Order, Supreme Court, New York County (Paula Omansky, J.), entered on or about July 10, 2001, which, inter alia, granted insurer's motion for summary judgment declaring that its obligation to pay partial disability benefits to insured ceased subsequent to October 1995, and striking all counterclaims and affirmative defenses, and all claims from a complaint formerly pending in Broome County, unanimously affirmed, without costs.
GEORGE BERGER, for Plaintiff-Respondent.
STEPHEN H. WEINER, Defendant-Appellant.
EUGENE R. ANDERSON.
Before: Tom, J.P., Mazzarelli, Ellerin, Williams, Marlow, JJ.
Even in the absence of an explicit cooperation clause, the insured owed the insurer a duty of good faith, and was prohibited from refusing to comply with a requirement expressly set forth in the subject policies (see Structure Tone v.

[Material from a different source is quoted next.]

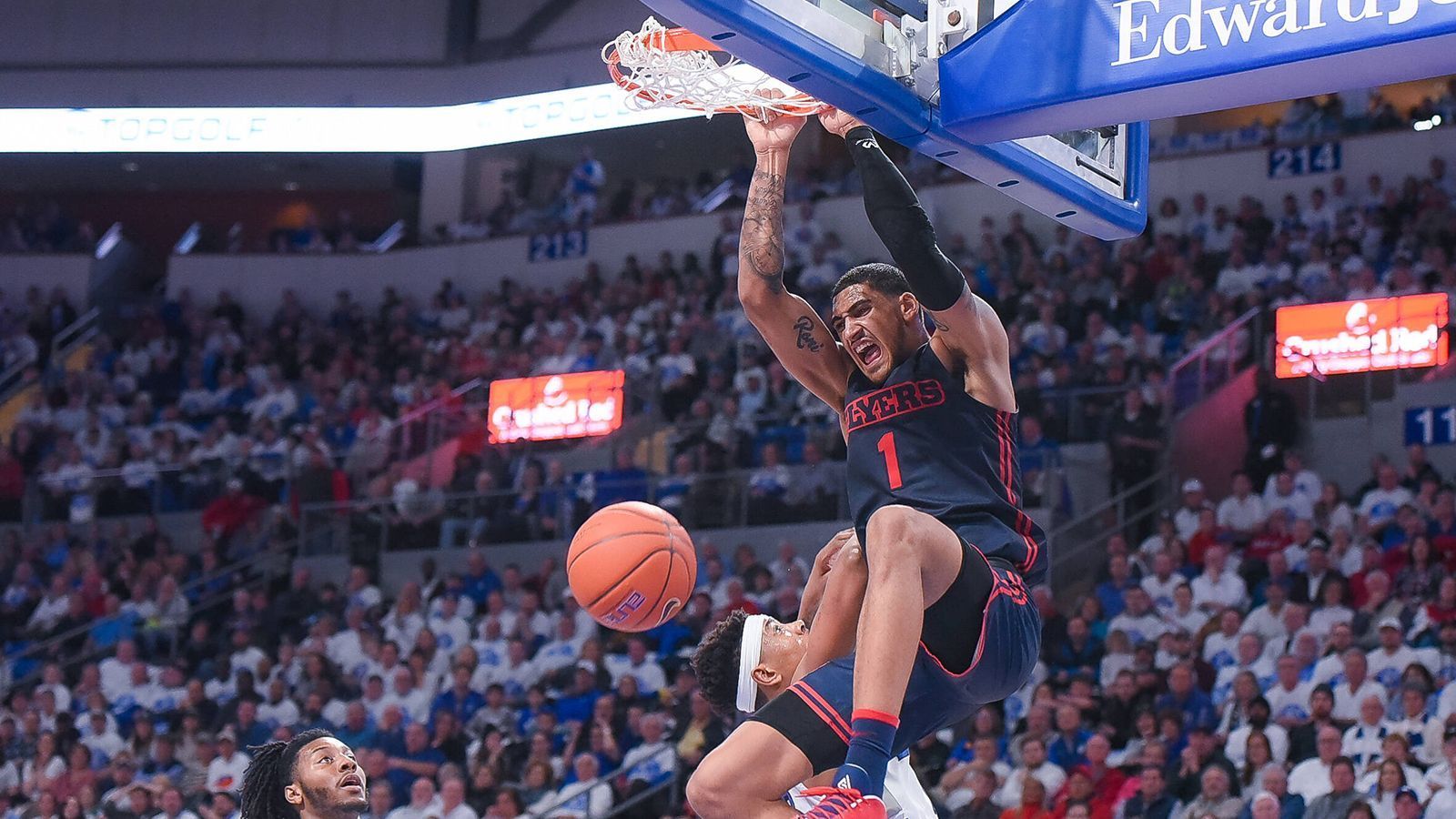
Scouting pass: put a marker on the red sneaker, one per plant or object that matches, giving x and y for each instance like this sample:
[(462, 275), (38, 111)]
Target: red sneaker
[(844, 804)]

Burgess Steel Prods. Corp., 249 A.D.2d 144) that mandated the submission directly to the insurer or its agents, on request, of unredacted federal tax returns for the entire period sought. Throughout the seven years since this dispute began, insured has never complied with that obligation, but has chosen instead to press meritless claims (see e.g. DiPasquale v. Sec. Mut. Life Ins. Co. of New York, 293 A.D.2d 394). In light of insured's conduct, the motion court correctly found that there was no factual issue preventing it from declaring in insurer's favor and dismissing insured's affirmative defenses and counterclaims, as well as the causes of action still pending after the insured's action in Broome County was removed to this jurisdiction and consolidated with insurer's New York County action (see Sec. Mut. Life Ins. Co. v. DiPasquale, 271 A.D.2d 268;and see DiPasquale v. Sec. Mut. Life Ins. Co., 273 A.D.2d 621). We have considered all of the insured's other arguments and find them unavailing.
THIS CONSTITUTES THE DECISION AND ORDER OF THE SUPREME COURT, APPELLATE DIVISION, FIRST DEPARTMENT.